# Is it legal to use noodles for catfishing in Utah



## LostLouisianian (Oct 11, 2010)

Does anyone know if it is legal or not to use noodle rigs for catfishing here in Utah? I know my brother uses them a lot in Louisiana where it's legal. They usually rack up 20-50 catfish on the lake they fish in about 3 hours using these and their special homemade bait.


----------



## Finnegan (Sep 7, 2007)

Nope.


----------



## Fowlmouth (Oct 4, 2008)




----------



## wyogoob (Sep 7, 2007)

Trot lines are OK in Utah....uh "set lines" they call them here. I put bank poles out on the Green River once and got asked to pull them up by the DNR.

Jug fishing brings back many memories....bank poles, trot lines, noodle fishing, fish traps, yo-yos, det cord....... Fishing for catfish with a rod and reel wasn't all that popular back were I come from. 

I like the way they rigged those jugs up. I'm a fan of swivels and mono line on jug lines, trot lines, and bank poles. I always used 1-gallon plastic jugs, each with a piece of electrical tape on it for hook storage. Bleach jugs were plastic long before milk was and some hands back home used the same bleach jugs for years.

I think bank poles catch the most fish. You can stick 'em anywhere you want. We run 500 some years. Geeze, we can have 2 in Wyoming. Those were the days.

Man, my buds and one nephew are killing the flatheads this year.

:grin:


----------



## Gumbo (Sep 22, 2007)

We used to use milk jugs.


----------



## dubob (Sep 8, 2007)

LostLouisianian said:


> Does anyone know if it is legal or not to use noodle rigs for catfishing here in Utah?


 I am not a Law Enforcement/Conservation officer. However, the 2014 Fishing Guidebook seems (to me) to cover this subject quite well. If you look on page 9 under "Taking Game Fish" by "Angling" methods you will find this.


> You may not fish with more than one fishing line except when:
> 
> 
> You are fishing for crayfish. Please see page 14 of this guide for more information about fishing for crayfish.
> ...


Now, to me, using jugs/noodles would be viewed as using multiple lines since each jug/noodle has a separate line/hook attached and is set afloat individually.
Continuing on page 12 under "Setline Fishing" you will find the following regarding the actual practice of setline fishing.
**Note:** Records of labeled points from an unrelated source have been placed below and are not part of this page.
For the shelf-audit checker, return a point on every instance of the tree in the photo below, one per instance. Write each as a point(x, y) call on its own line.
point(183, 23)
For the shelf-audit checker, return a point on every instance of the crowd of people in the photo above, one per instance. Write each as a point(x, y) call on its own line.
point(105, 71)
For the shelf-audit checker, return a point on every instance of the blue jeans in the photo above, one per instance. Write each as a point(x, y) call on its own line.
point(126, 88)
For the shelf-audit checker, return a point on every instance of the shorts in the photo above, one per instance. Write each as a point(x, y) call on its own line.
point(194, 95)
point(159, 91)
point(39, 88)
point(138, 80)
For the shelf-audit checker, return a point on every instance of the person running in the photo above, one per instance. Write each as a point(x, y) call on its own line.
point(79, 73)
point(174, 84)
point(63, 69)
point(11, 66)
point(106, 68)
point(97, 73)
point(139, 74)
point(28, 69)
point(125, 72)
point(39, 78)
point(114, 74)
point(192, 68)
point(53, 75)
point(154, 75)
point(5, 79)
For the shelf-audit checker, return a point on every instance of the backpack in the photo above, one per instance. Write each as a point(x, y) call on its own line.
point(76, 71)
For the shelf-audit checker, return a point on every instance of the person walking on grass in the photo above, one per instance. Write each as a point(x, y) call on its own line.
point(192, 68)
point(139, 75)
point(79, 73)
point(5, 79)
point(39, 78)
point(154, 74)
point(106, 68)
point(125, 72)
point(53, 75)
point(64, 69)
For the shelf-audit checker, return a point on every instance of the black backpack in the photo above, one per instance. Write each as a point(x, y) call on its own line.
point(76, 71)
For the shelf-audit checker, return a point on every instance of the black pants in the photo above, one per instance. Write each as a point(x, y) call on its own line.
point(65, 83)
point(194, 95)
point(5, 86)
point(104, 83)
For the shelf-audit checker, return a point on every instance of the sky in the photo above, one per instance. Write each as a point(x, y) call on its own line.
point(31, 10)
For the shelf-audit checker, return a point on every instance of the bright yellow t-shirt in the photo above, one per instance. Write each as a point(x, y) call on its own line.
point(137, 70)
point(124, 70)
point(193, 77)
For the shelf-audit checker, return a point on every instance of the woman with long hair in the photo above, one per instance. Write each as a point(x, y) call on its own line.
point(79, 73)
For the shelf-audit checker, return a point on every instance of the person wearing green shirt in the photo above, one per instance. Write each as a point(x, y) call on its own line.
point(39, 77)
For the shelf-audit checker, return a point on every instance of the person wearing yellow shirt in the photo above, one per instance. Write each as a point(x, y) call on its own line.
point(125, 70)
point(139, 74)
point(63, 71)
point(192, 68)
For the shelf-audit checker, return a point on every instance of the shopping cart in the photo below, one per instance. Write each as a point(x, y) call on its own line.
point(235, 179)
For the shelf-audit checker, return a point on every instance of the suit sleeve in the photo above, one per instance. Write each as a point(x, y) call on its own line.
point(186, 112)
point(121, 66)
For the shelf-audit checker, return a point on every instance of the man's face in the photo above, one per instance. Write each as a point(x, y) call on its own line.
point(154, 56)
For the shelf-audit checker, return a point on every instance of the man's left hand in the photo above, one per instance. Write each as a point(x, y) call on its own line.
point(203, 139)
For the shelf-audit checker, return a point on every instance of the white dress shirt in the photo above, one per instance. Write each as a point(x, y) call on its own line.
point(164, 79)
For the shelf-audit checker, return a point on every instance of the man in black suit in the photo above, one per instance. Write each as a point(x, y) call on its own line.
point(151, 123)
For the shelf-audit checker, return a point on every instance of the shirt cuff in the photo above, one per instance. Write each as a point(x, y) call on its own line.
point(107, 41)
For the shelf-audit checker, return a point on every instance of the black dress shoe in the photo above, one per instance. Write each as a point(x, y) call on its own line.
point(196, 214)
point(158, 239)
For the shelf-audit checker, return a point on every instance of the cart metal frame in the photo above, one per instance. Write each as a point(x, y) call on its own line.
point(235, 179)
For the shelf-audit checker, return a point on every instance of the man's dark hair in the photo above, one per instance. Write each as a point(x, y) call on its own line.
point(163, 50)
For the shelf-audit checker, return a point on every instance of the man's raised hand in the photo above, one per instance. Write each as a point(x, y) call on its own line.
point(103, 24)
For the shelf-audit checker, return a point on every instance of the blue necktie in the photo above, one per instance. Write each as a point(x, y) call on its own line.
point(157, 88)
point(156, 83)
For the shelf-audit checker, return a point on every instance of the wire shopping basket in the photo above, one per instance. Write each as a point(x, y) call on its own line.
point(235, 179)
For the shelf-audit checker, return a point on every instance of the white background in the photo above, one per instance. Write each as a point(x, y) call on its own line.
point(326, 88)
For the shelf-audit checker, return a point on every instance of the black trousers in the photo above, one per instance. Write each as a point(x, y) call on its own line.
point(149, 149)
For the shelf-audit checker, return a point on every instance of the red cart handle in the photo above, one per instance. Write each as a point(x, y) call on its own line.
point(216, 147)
> The following rules apply to setline fishing:
> 
> 
> · You may not fish with more than one setline.
> ...


 You will notice that ALL hooks are attached to ONE line in this case and the ONE line MUST be attached to a NON-moving object. And you MUST have a SETLINE permit in addition to your fishing license. Setlines STILL require a permit even though you can now fish 2 poles on your fishing license. Setlines are NOT considered a second pole.

If you require further clarification on this, I would suggest you contact the DWR directly in Salt Lake City and ask to talk with the Law Enforcement Division.


----------



## LostLouisianian (Oct 11, 2010)

Thanks Bob, I think that pretty well clears it up. I guess Utah has a ways to go to get caught up with the rest of the country when it comes to catfishing.


----------



## dubob (Sep 8, 2007)

Well for goodness sakes, do NOT hold your breath while you wait for that to happen.


----------



## wyogoob (Sep 7, 2007)

Gumbo said:


> We used to use milk jugs.


Yeah, I haven't done it for years. I used milk jugs too at the end before I moved out here. I thought they were a little hard to see if they got too far from the boat.

With all the brightly-colored plastic bottles out these days would be cool to have say 3 dozen jugs in 3 different colors, like orange, green, and yellow. Each color would be a different bait maybe.

I don't drink anymore. My brother says you're not allowed to jug fish unless yer drinkin'.

.


----------



## Gumbo (Sep 22, 2007)

We used yo-yo's too. Could pick them up at the local Walmart.


----------